For this project I will analyze the data from three stats with maximum, minimum and median average insurance premiums.
To predict the insurance premiums we will use the Least Square Regression Line Equation:
\[ \hat{y} = \beta_0 + \beta_1x \]
Where,
\(\beta_1\) = The slope of the regression line
\(\beta_0\) = The intercept point of the regression line and the y axis.
Estimate New Jersey average insurance premium by looking at number of drivers involved in fatal collisions per billion miles:
\[ \hat{New Jersey} = 926.582 \]
Our model under estimates the insurance premium by 374.938
Estimate Idaho average insurance premium by looking at number of drivers involved in fatal collisions per billion miles:
\[ \hat{Idaho} = 891.158 \]
Our model over estimates the insurance premium by 249.198
Estimate South Carolina average insurance premium by looking at number of drivers involved in fatal collisions per billion miles:
\[ \hat{South Carolina} = 816.854 \]
Our model under estimates the insurance premium by -67.612
Estimate New Jersey average insurance premium by looking at losses incurred by insurance companies for collisions per insured driver ($):
\[ \hat{New Jersey} = 1000.33405 \]
Our model under estimates the insurance premium by 301.18595
Estimate Idaho average insurance premium by looking at losses incurred by insurance companies for collisions per insured driver ($):
\[ \hat{Idaho} = 655.46575 \]
Our model over estimates the insurance premium by 13.50575
Estimate South Carolina average insurance premium by looking at number of drivers involved in fatal collisions per billion miles:
\[ \hat{South Carolina} = 805.49017 \]
Our model under estimates the insurance premium by 53.47983
Conditions:The conditions for inference was satisfied, since the sample size is larger than 30, and the dataset of premiums follow normal distribution, and each sample is independent.
H0: There is no association between Car insurance premiums and the variables of losses or fatal_accident.
HA: There is an association with at least one of the variables of losses or fatal_accident.
infer <- aov(sumdata$fatal_accident ~ sumdata$insurance_premiums)
summary(infer)
## Df Sum Sq Mean Sq F value Pr(>F)
## sumdata$insurance_premiums 1 33.9 33.88 2.035 0.16
## Residuals 49 815.7 16.65
Further more, we run a linear regression mode. The intercept of 1023.354 represents the starting premiums amount, and the estimate of the number of collision was negative.

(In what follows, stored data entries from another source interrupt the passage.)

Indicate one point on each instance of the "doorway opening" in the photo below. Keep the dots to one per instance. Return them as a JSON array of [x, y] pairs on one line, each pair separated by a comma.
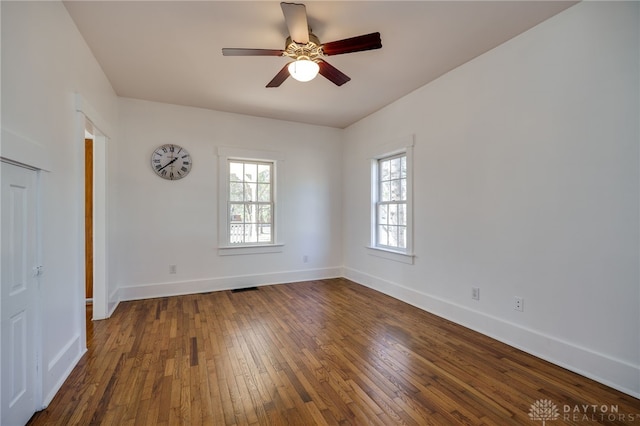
[[88, 233]]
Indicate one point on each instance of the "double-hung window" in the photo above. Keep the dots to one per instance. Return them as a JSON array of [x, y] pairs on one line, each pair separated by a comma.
[[391, 201], [250, 202], [247, 201], [391, 204]]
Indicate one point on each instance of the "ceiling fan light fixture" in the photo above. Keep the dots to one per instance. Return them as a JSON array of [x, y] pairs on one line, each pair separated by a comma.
[[303, 69]]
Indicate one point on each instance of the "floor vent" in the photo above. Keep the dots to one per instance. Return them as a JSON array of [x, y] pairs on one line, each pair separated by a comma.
[[241, 290]]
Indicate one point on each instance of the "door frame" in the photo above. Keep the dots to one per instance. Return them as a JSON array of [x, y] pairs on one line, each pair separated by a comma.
[[99, 221], [38, 376]]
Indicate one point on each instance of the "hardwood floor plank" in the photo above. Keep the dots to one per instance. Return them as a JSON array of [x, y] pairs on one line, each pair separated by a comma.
[[326, 352]]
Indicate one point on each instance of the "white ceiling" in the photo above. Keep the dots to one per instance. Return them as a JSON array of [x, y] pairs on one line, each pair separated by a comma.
[[170, 51]]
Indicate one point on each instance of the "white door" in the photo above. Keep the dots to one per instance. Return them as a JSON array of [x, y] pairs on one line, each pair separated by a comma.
[[18, 296]]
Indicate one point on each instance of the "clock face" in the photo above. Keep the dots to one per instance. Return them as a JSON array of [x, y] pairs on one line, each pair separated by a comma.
[[171, 162]]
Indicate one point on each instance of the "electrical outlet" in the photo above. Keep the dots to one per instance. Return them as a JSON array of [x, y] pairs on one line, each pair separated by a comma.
[[475, 293], [518, 304]]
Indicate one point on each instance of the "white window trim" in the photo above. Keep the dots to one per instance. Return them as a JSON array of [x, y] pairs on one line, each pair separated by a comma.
[[224, 155], [405, 146]]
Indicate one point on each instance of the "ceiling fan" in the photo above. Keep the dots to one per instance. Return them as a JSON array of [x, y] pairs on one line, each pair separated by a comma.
[[306, 50]]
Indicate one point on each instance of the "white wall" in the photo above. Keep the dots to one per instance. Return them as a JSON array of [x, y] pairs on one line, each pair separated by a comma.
[[45, 64], [526, 184], [162, 223]]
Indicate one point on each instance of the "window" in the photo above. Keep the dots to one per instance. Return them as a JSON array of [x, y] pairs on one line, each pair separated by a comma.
[[391, 205], [249, 184], [391, 201], [250, 205]]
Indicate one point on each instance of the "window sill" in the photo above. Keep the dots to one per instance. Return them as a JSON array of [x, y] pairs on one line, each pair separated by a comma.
[[396, 256], [257, 249]]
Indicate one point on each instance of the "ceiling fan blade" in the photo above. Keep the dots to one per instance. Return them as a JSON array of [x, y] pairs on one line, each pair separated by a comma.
[[295, 15], [332, 73], [282, 75], [353, 44], [251, 52]]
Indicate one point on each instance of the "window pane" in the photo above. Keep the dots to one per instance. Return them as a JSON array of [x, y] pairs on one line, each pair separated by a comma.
[[250, 172], [393, 236], [236, 172], [393, 214], [264, 214], [250, 234], [395, 168], [384, 170], [402, 214], [383, 238], [236, 192], [250, 191], [382, 214], [236, 213], [264, 192], [264, 173], [236, 233], [385, 191], [402, 236], [395, 190], [250, 213], [264, 233]]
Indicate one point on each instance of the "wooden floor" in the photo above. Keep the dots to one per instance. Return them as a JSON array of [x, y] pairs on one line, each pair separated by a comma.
[[320, 352]]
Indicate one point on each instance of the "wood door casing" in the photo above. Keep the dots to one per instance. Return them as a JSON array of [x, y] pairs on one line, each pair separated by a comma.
[[88, 217]]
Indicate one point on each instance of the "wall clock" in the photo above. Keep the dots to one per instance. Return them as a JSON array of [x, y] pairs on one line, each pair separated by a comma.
[[171, 161]]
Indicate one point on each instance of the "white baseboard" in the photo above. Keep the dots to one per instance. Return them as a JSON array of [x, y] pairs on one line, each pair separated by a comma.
[[602, 368], [149, 291]]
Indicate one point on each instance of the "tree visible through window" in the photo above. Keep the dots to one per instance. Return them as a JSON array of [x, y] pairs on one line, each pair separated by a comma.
[[391, 205], [250, 202]]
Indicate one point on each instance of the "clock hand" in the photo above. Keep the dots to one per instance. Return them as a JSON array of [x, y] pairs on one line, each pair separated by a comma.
[[168, 164]]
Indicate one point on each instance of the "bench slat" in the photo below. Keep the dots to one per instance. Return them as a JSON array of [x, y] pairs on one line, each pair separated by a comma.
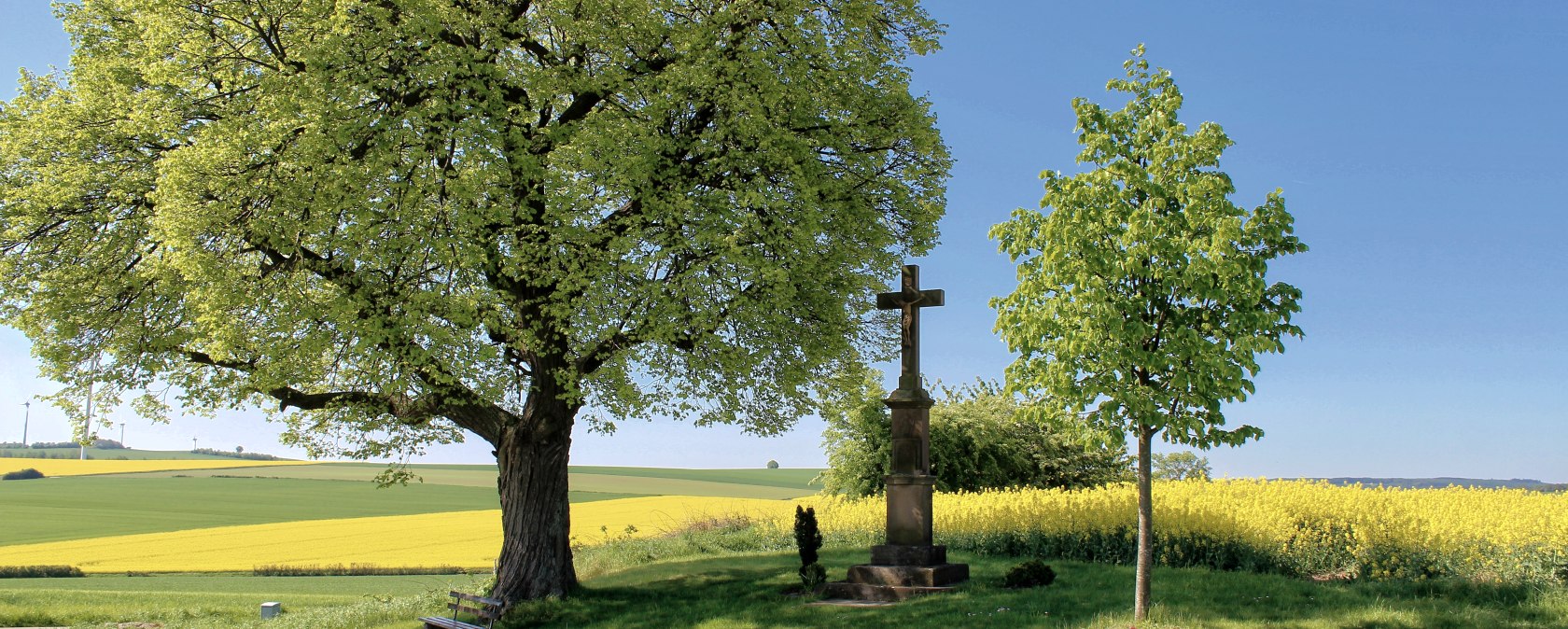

reg<-lm(formula = insurance_premiums ~ fatal_accident , data = sumdata)
summary(reg)
##
## Call:
## lm(formula = insurance_premiums ~ fatal_accident, data = sumdata)
##
## Residuals:
## Min 1Q Median 3Q Max
## -249.23 -136.43 -22.29 133.45 435.28
##
## Coefficients:
## Estimate Std. Error t value Pr(>|t|)
## (Intercept) 1023.354 98.748 10.363 6.08e-14 ***
## fatal_accident -8.638 6.055 -1.427 0.16
## ---
## Signif. codes: 0 '***' 0.001 '**' 0.01 '*' 0.05 '.' 0.1 ' ' 1
##
## Residual standard error: 176.5 on 49 degrees of freedom
## Multiple R-squared: 0.03988, Adjusted R-squared: 0.02029
## F-statistic: 2.035 on 1 and 49 DF, p-value: 0.16
In this project I have tried to estimate average insurance premium by states from two variables from my initial data set using linear regression model and compare it with actual value. One of my variable, “losses incurred by insurance companies for collisions per insured driver ($)” came closest to actual value but still the difference is too high.
For future research, I would like to analyze other factors like the driver’s age, driving record to see how they affect the premiums.